FYI: Note that there's an easy way to repeat a test any number of times, by setting "rounds": 50, (or any other value) instead of copy-pasting the test-entry itself.

Finally in just doing this stupid thing:

That diff seems to reproduce even without commit 9654ad570aa3a36e6a507f3e821aacb763d94b31, so there's probably some older intermittent issue where we're not correctly awaiting dependencies in src/display/canvas.js.

calixteman commented 2 weeks ago

Yep, my explanation is the following (I'm not sure it's correct):

This way the dependency will be added only when the draw is done but the draw requires the dependency ! The decompression stream patch probably just changed the timing and revealed this bug.

Snuffleupagus commented 2 weeks ago

The question is why it doesn't work, since this code should already ensure that we wait for the dependency to resolve: https://github.com/mozilla/pdf.js/blob/06800cd966111f7262d3334dfb68c3765bc92740/src/display/canvas.js#L969-L978

calixteman commented 2 weeks ago

Because the main thread receives the dependency when it's occupied to draw. Maybe we could just send the dependency before sending the paintImageXObject.

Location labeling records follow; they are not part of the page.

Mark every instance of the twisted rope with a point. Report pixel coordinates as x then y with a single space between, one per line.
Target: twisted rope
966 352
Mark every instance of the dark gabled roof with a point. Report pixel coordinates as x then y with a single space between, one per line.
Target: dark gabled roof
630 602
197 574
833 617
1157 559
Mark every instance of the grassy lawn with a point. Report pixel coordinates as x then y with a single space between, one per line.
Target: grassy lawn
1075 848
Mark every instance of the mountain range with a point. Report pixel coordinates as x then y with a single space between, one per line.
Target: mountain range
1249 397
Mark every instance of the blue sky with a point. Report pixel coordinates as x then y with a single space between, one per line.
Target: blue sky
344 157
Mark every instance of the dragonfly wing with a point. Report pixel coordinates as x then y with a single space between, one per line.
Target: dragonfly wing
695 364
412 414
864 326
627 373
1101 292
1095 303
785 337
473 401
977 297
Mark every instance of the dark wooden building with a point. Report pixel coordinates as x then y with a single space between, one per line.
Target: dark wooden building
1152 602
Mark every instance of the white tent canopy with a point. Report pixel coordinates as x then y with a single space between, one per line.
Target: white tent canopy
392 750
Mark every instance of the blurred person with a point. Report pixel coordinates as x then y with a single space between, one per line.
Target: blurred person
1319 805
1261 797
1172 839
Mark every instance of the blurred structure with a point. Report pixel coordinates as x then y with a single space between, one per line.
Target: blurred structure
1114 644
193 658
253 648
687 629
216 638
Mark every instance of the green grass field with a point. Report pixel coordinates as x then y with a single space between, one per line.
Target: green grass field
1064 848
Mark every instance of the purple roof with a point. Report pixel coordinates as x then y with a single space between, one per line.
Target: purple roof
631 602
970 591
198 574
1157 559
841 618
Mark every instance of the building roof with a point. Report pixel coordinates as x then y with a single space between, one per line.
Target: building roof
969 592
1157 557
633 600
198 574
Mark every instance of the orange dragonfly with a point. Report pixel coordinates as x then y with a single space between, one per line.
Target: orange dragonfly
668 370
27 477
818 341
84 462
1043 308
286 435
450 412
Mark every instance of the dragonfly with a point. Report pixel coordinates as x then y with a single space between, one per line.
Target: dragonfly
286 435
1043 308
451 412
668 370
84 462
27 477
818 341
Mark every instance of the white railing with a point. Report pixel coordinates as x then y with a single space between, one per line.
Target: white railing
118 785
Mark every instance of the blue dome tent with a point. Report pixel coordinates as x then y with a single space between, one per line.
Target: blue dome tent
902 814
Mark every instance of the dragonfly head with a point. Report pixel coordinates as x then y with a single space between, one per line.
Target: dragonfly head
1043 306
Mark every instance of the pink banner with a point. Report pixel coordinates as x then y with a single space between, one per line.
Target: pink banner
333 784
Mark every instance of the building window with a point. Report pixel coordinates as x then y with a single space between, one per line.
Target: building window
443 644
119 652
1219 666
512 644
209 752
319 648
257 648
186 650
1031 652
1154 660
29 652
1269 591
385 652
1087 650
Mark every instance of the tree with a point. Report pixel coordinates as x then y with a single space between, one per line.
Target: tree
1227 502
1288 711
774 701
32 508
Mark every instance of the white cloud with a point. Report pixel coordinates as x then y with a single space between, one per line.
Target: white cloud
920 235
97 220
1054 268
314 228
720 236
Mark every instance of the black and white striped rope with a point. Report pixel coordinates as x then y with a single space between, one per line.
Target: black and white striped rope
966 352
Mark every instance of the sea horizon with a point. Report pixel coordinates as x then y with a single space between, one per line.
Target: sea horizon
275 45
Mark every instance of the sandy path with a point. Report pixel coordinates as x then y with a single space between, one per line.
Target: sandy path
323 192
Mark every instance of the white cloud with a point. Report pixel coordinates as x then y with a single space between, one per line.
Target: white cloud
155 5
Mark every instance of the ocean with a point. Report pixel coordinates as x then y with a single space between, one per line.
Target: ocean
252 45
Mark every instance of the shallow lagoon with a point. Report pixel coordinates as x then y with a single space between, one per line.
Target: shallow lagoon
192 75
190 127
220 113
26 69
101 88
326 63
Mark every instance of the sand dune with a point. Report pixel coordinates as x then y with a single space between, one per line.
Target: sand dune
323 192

Wdyt ?

Snuffleupagus commented 2 weeks ago

Because the main thread receives the dependency when it's occupied to draw.

Yes, but the existing code in src/display/canvas.js, as linked above, should already be able to handle that case by waiting for the dependency before drawing starts.

Maybe we could just send the dependency before sending the paintImageXObject. Wdyt ?

Sorry, but that sounds like a hack and we really need to figure out and fix the "real" error here.

calixteman commented 2 weeks ago

I don't think it's a hack. We send the draw instruction: https://github.com/mozilla/pdf.js/blob/06800cd966111f7262d3334dfb68c3765bc92740/src/core/evaluator.js#L798 and then we send the dependency few lines after: https://github.com/mozilla/pdf.js/blob/06800cd966111f7262d3334dfb68c3765bc92740/src/core/evaluator.js#L868

and in the main thread we're executing the draw instruction, but the dependency message is still waiting in worker message queue. From my pov, the dependency should be always sent before the drawing instruction in order to make sure it's here before using it.

calixteman commented 2 weeks ago

All the message queue is drained before the execution of micro/macro tasks in the main thread. So if the messages with draw instruction and dependency are in the same chunk, whatever the order is, then they will be treated before drawing, consequently the dependency is there when the paintImage wants to get it. But if they aren't in the same chunk, then drawing is executed before the dependency message has been treated.

Snuffleupagus commented 2 weeks ago

From my pov, the dependency should be always sent before the drawing instruction in order to make sure it's here before using it.

But then you block further worker-thread parsing on the image-data being completely decoded, and the point of the canvas.js code is to not have to do that. Besides, I now think that I know what the "real" culprit is and I've got a tentative patch...

Edit: Basically, this is my fault; sorry about that!

timvandermeij commented 2 weeks ago

Thank you both for helping out with this! I like how all the puzzle pieces combined helped to solve the issue really quickly, since given how intermittent this was I was initially a bit afraid that this was going to be a time-consuming one to track down.